Gegen diesen Bescheid richtet sich die auf § 170 Abs. 8 des Forstgesetzes 1975 in Verbindung mit Art. 131 Abs. 2 B-VG gestützte Beschwerde des Bundesministers für Land und Forstwirtschaft. In der Beschwerde wird im wesentlichen ausgeführt, dass die in § 17 Abs. 1 bis 3 Forstgesetz 1975 normierten öffentlichen Interessen an der Erhaltung von Waldflächen die erteilte Rodungsbewilligung gesetzwidrig erscheinen lassen. Die zur Entscheidung zuständige Forstbehörde habe in jedem einzelnen Fall zu prüfen, ob öffentliche, für das Rodungsvorhaben sprechende Interessen geltend gemacht worden seien und ob solche tatsächlich bestünden. Treffe dies zu, dann habe sie diese Interessen gegenüber dem öffentlichen Interesse an der Erhaltung der zur Rodung beantragten Fläche als Wald abzuwägen und die so gewonnene Entscheidung entsprechend zu begründen. Für die erteilte Rodungsbewilligung seien im vorliegenden Fall öffentliche Interessen nicht geltend gemacht worden und die von der Behörde praktizierte Vorgangsweise der schrittweisen Umwidmung von Waldflächen in Bauland im Einzelfall berge die außerordentliche Gefahr einer Waldzersiedelung in sich und richte sich gegen das öffentliche Interesse der Walderhaltung. Das im § 17 Abs. 3 Forstgesetz 1975 genannte, im Siedlungswesen begründete öffentliche Interesse setze die Durchführung eines den gesetzlichen Bestimmungen unter Bedachtnahme auf die Zielsetzungen der Raumordnung entsprechenden Verfahrens (Erstellung eines Flächenwidmungsplanes) voraus, im Zuge dessen auch auf die Erfordernisse derWalderhaltung Bedacht zu nehmen sei, eine außerhalb eines solchen Verfahrens vorgenommene Umwidmung von Wald in Bauland könne niemals ein solches öffentliches Rodungsinteresse begründen, es liege zumeist auch nur im Interesse einiger weniger (Eigentümer des Grundstückes, Bauwerber) und widerspreche dem Interesse der Allgemeinheit. Es wird die Aufhebung des angefochtenen Bescheides wegen inhaltlicher Rechtswidrigkeit beantragt.

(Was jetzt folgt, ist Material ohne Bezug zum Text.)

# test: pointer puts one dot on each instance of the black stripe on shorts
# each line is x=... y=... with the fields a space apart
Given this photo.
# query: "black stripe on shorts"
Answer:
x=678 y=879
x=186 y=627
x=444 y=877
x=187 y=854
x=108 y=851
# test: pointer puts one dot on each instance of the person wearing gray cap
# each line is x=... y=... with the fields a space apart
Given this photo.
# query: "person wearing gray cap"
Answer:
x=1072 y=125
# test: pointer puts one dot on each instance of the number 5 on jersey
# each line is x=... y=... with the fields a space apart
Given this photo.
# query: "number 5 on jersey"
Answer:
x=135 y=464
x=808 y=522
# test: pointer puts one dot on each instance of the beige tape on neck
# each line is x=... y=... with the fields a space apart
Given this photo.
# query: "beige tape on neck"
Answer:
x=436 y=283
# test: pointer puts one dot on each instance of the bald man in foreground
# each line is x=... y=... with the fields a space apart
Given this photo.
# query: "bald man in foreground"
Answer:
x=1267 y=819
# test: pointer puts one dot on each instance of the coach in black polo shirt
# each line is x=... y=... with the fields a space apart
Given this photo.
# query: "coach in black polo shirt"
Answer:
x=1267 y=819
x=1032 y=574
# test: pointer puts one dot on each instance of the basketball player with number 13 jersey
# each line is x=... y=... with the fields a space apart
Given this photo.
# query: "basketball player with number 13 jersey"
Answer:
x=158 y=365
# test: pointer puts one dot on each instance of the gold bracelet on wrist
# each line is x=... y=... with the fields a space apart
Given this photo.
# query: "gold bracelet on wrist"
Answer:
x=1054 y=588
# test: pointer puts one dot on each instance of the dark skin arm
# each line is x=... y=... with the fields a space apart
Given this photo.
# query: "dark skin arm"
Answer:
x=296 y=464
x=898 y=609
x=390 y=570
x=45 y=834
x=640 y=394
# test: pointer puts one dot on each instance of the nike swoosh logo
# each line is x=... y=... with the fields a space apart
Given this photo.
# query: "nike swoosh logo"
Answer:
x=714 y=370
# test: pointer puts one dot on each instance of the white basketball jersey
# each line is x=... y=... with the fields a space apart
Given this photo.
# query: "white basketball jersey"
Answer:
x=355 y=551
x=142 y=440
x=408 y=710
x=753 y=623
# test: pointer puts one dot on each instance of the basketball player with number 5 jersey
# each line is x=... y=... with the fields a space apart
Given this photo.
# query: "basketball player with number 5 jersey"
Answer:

Über die Beschwerde sowie über die von der belangten Behörde und der erstmitbeteiligten Partei erstattete Gegenschrift hat der Verwaltungsgerichtshof erwogen:

Gemäß § 17 Abs. 1 Forstgesetz 1975 ist die Verwendung von Waldboden zu anderen Zwecken als solchen der Waldkultur (Rodung) verboten. Die Forstbehörde kann aber zufolge Abs. 2 dieser Gesetzesstelle eine Bewilligung zur Rodung erteilen, wenn ein öffentliches Interesse an einer anderen Verwendung der zur Rodung beantragten Fläche das öffentliche Interesse an der Erhaltung derselben als Wald überwiegt. Nach Abs. 3 des Gesetzes können öffentliche Interessen im Sinne des Abs. 2 insbesondere in der umfassenden Landesverteidigung, im Eisenbahn, Luft und öffentlichen Straßenverkehr, im Post und öffentlichen Fernmeldewesen, im Bergbau, im Wasserbau, in der Energiewirtschaft, in der Agrarstrukturverbesserung sowie im Siedlungswesen begründet sein. Gemäß Abs.4 des Gesetzes hat die Behörde bei Abwägung der öffentlichen Interessen im Sinne des Abs. 2 insbesondere auf eine, die erforderlichen Wirkungen des Waldes gewährleistende Waldausstattung Bedacht zu nehmen; ferner sind unter dieser Voraussetzung die Zielsetzungen der Raumordnung zu berücksichtigen.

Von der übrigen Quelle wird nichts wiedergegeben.